With all the advancements in optical and laser technologies, the mice works great on most practical surfaces but as soon as you lift it off the surface it degrades to a very bulky clicking device. If you’ve ever leaned right back on your seat or lounged on a very soft couch and tried to use a mouse to surf the web, you’d probably be familiar with the strain on your arms or back. It’s not easy or comfortable.
To help solve this problem, Craig Ranta, Steven Bathiche and Monique Chatterjee from Microsoft came up with a very cool “wearable pointing device” that looks somewhat like a hybrid between the gloves in Minority Report and the Nintendo Wiimote.
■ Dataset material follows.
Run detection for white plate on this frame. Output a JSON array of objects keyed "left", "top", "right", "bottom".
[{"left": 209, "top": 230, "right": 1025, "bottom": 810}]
Their patent filed in October 2006 was just recently published.
Besides looking pretty cool, the design actually takes into account a lot of practicality which leads me to believe this is something more than a fancy research demo. For example by wearing the device it does not prevent you from doing other tasks such as typing on a keyboard. The cursor movements are activated by a “switch” (110) that can be activated by closing your hands, grasping the device like a joystick, and then turning the yaw and pitch to control the X and Y positions respectively. There are also left (114) and right click (116) buttons which can be pressed by the thumb.
The patent actually goes into a lot of technicalities even as far as to name the specific gyroscope modules that can be used, Analog Devices’ ADXRS150 for those of you playing at home, which leads me to guess they might have a working prototype somewhere.
Whilst this is certainly not the first wearable mouse invented, this particular implementation seems practical enough for mainstream users and not to mention Microsoft Hardware has a pretty solid history of building nice peripherals. I wonder if they have one available for review.